What is Index nested-loop join
If there is an index, and that index is exploited, then it is called an index nested-loop join.
What is Temporary index nested-loop join
If the index is built as part of the query plan and subsequently dropped, it is called as a temporary index nested-loop join.
What is sort-merge join
A “sort merge” join is performed by sorting the two data sets to be joined according to the join keys and then merging them together. The merge is very cheap, but the sort can be prohibitively expensive.
Does Sort-Merge Join very fast
Yes
What is hash join
A hash join is performed by hashing one data set into memory based on join columns and reading the other one and probing the hash table for matches. The hash join is very low cost when the hash table can be held entirely in memory. It is good for VLDB.
What are 2 phases of hash join
hashed (build) phase and probed phase
What is partitioning fan-out
In hash join, initially, the two tables are entirely consumed and partitioned (using a hash function on the hash keys) into multiple partitions. The number of such partitions is sometimes called the partitioning fan-out.

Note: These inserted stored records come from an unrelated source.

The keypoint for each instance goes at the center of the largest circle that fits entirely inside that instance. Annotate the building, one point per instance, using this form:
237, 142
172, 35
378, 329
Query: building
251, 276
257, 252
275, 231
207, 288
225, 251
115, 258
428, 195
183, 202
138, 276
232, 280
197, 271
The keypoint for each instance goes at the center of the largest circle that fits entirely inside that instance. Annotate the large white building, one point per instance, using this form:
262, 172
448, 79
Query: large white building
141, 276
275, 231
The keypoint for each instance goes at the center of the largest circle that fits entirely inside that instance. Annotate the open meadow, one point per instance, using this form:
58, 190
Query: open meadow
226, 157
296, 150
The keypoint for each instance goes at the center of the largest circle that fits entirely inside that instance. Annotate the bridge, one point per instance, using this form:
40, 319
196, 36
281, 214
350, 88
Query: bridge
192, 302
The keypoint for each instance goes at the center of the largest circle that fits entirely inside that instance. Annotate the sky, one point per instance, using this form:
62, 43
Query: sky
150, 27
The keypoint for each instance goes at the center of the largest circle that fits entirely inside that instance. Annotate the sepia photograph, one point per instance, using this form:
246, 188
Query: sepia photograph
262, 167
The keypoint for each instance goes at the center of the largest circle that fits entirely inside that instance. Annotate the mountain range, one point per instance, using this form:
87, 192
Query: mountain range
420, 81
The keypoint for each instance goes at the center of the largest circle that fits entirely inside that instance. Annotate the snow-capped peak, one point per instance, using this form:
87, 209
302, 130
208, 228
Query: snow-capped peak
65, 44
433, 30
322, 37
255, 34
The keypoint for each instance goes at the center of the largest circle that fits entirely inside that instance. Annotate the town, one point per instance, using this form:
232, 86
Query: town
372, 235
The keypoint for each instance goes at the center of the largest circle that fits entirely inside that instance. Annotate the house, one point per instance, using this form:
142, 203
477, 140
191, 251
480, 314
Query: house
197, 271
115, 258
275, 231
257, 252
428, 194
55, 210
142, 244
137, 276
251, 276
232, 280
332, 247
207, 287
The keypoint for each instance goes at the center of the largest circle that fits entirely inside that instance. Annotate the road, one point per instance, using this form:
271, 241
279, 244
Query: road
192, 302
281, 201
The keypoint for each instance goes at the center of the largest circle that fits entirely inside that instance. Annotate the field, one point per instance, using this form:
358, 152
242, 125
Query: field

What is Hash-Based Join: Partition Skew problem and its solution
Partition skew can become a problem in hash-join. In the first step of hash join, records are hashed into the main memory into their corresponding bucket. This being done based on the hash function used. However, an attribute being hashed may not be uniformly distributed within the relation, and some buckets may then contain more records than other buckets. When this difference becomes large, the corresponding bucket may no longer fit in the main memory. As a consequence, hash-based join degrades into performance of a nested-loop join. The only possible solution is to make available other hash functions to be chosen by the optimizer; that better distribute the input.